El tacto ha dejado de ser un modo
de buscar y reclamar en los objetos la presencia. El tacto es el aquí, el centro de la esfera de lo
íntimo. Si Apolo es el dios de la visión y la lejanía, el tacto es el tributo
parcelario de Hestia. En la actualidad el tacto se ha reservado para el
clickeo, para la pasión por la pantalla táctil, convertido en simulacro y
parodia de la función a él encomendada. El tacto deviene, en contra de su
destino, en una ausencia permanente, en una estrategia para evadirse de los
objetos. Anhelamos la presencia y eso nos empuja –las manos extendidas- como
polillas sedientas de luz hacia la pantalla. Y así nuestra piel se habitúa a
esta mutación inmediata, al tránsito fulgurante de virtualidades, al
intercambio de potencias que solo devienen acto por la taumaturgia de nuestra
tarjeta de crédito (nunca como ahora abrimos con tanta pasión el buzón de correos,
nunca gozamos de este modo acariciando un embalaje, saboreando por adelantado
la promesa de su contenido, la demorada recompensa de tantas caricias en el
botón izquierdo del mouse durante las derivas por ebay o amazon). Y andamos perdidos
entre los seres, buscando un lugar donde acampar, una piel ajena, un tú en el que demorarnos.
Es por eso que los cuerpos se
ofrecen como nunca antes a la vista. Cantidades ingentes de carne (escotes,
muslos, espaldas, cinturas…). Es el tacto que reclama su territorio como el
cactus del desierto sintetiza en su pulpa la nostalgia del vergel perdido.
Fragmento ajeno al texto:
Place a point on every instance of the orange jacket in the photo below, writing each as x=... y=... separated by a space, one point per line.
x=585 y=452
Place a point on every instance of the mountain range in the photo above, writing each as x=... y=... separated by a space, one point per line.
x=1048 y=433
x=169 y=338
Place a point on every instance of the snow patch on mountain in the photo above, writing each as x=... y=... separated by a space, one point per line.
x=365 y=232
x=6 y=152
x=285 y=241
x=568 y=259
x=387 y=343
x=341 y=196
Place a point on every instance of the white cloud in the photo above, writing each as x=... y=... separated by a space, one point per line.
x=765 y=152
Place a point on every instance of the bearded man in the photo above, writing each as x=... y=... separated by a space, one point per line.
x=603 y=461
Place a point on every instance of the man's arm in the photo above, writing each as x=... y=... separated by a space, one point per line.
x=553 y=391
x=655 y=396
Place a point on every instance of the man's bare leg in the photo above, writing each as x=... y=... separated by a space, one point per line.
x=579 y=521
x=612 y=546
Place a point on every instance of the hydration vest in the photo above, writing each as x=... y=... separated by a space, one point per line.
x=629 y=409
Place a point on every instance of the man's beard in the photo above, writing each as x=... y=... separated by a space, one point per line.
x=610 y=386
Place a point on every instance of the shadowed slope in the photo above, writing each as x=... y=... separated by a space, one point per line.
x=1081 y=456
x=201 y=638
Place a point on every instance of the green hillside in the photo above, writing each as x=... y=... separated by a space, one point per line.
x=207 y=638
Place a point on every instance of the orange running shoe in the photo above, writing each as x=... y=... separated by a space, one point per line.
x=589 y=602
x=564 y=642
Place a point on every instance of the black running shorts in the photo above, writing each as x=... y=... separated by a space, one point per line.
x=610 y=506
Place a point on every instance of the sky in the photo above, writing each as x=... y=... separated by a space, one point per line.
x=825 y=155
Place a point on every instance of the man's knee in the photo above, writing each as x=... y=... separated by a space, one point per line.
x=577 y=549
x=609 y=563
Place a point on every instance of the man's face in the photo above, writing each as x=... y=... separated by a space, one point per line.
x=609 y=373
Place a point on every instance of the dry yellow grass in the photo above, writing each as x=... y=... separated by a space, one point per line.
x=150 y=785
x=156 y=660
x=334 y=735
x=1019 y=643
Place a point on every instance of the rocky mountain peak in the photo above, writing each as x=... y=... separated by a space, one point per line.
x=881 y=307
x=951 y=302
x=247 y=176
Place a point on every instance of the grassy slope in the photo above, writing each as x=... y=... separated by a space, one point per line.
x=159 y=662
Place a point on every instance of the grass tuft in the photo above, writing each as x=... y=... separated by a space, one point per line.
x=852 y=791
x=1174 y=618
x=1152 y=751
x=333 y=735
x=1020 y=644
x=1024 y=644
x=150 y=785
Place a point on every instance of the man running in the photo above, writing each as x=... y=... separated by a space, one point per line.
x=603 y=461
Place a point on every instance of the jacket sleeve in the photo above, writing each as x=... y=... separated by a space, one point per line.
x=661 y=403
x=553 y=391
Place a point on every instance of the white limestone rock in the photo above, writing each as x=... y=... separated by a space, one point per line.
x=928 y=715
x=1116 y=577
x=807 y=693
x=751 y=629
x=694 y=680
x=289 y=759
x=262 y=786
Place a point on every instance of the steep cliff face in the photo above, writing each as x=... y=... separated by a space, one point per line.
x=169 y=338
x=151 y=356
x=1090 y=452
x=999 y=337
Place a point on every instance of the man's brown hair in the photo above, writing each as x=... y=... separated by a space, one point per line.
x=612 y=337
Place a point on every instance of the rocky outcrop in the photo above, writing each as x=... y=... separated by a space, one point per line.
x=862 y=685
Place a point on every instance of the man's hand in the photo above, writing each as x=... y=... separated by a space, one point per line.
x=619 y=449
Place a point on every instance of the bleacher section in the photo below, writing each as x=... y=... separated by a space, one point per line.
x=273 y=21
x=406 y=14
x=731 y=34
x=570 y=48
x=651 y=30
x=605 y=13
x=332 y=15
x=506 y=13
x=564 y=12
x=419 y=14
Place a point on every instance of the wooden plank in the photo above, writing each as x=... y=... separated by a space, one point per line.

La
carne se ofrece allá donde uno mire;
intocable, sin embargo. La carne es la tentación y la mirada se delecta, sucedánea
de la caricia. Noli me tangere es el
mensaje repetido y latente en un mundo que sin embargo está dispuesto a
enseñarlo todo. Si acaso se produce el contacto este se resuelve en el sexo,
condenado a extinguirse con la fugacidad con la que se vacía el agua de una
clepsidra. La percolación de lo háptico adopta por tanto la forma de un
espejismo, de una promesa siempre defraudada, de un oasis que, apenas aflora,
desaparece, pues la evanescencia es un signo demasiado fuerte, el emblema
triunfante de los tiempos.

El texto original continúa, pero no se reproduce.